The Ceramics Researchers Association of Nigeria (CeRAN) on Monday called for the inculcation of the study of ceramics art, science, technology and engineering in the curriculum of tertiary institutions.
The association’s President, Prof. Patrick Oaikhinan, who made the call in Lagos, said that inadequate knowledge of the industry had given room for the production of sub-standard goods.
Oaikhinan, told the News Agency of Nigeria (NAN) in Lagos that it was only when there was adequate number of professionals in the industry that the nation could check sub-standard products.
He noted that the country had only a professor of ceramics in the industry.
He said there was a need to build manpower in the industry, adding that there were enough raw materials and trainable human resources.
“There is also a need to encourage professionals in the industry as there is only one professor in the country as a whole,’’ he said.
Oaikhinan said the first thing in knowing and promoting ceramics technology was having an educational programme on ceramics science, technology and engineering.
“The study of ceramics should be incorporated into our educational programme.
“It should not be considered as ceramics arts because we have ceramics art, science, technology and engineering.
“To build awareness, we can leverage on the National Youth Service Corps (NYSC) Scheme because it is a one year skills acquisition and entrepreneurship programme.
“This is another way to cultivate people’s awareness and interest in the industry,’’ Oaikhinan said.
The CeRAN president urged government at all levels to intervene, saying the industry could not do much to promote its own growth without the public sector’s support.
He said ceramics production was worth the effort as it could generate tremendous revenue for the country.
Oaikhinan said that due to inadequate knowledge, some ceramic producers went to mining sites, dug out minerals and take such to the factory for processing without researching into the minerals’ history.
“When one goes to see a medical doctor, he will ask for your history before prescribing medications or treatment for you, this should also count for ceramics.
“In ceramics processing, we need to characterise the minerals, get to know their chemical composition, the physical and mechanical properties.

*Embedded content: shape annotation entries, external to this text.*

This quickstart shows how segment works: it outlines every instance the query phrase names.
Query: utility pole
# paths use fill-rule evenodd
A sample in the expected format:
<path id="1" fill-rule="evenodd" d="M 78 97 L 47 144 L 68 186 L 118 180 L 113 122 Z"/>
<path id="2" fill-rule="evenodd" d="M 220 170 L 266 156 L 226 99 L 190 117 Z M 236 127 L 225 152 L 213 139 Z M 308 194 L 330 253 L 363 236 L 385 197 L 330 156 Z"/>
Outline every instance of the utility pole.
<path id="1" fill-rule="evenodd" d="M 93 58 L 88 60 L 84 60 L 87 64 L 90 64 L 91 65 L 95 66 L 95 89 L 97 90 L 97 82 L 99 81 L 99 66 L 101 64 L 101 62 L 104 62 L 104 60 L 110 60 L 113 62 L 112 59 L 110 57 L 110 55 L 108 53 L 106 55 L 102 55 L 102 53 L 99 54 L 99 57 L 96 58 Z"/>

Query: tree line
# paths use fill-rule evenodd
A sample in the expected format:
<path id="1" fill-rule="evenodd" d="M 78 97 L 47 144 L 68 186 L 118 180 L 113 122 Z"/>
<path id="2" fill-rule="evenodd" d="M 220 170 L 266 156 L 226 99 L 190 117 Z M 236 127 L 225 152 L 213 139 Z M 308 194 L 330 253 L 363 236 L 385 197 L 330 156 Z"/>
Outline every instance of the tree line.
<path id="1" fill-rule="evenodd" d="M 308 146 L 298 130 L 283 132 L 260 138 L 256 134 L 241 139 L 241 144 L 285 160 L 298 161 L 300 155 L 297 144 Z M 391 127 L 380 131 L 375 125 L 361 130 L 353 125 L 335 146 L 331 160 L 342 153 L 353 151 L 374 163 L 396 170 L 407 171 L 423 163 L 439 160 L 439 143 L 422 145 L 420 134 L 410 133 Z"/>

“Based on that, one can now formulate a composition and process it through a normal ceramic procedure that will lead to meeting the required standard.
“Another means of tackling sub-standard products is to have a quality control laboratory where samples of the product will be checked before it goes through final processing,’’ he said.
According to Oaikhinan, the lack of equipment and constant importation of ceramic products are also challenges in the industry.
He said if these challenges were tackled, it could improve the quality and standard of locally produced ceramics.
The CeRAN president regretted that all equipment used in ceramics production in Nigeria were imported.
He said it was wrong to import such equipment without knowing the peculiarity of the material to be processed.
“Government needs to change the policy concerning ceramics technology, this will help to reduce the rate of importation,’’ Oaikhinan said.
NAN reports that a 2012 study by WinterGreen Research, an independent research organisation, revealed that the ceramics market is hugely profitable with markets growing across countries.
The study is on Ceramics Market Shares, Strategy, and Forecasts Worldwide from 2012 to 2018.
According to the study, worldwide markets are poised to grow steadily as developing countries’ population achieve middle class and create demand for ceramic products.
The study’s lead author, Susan Eustis consideration of the ceramics market forecasts indicate that the markets currently at 279 billion dollars will reach 408 billion dollars by 2018.
She said that growth would come as more emphasis was placed on creating jobs for the middle class worldwide.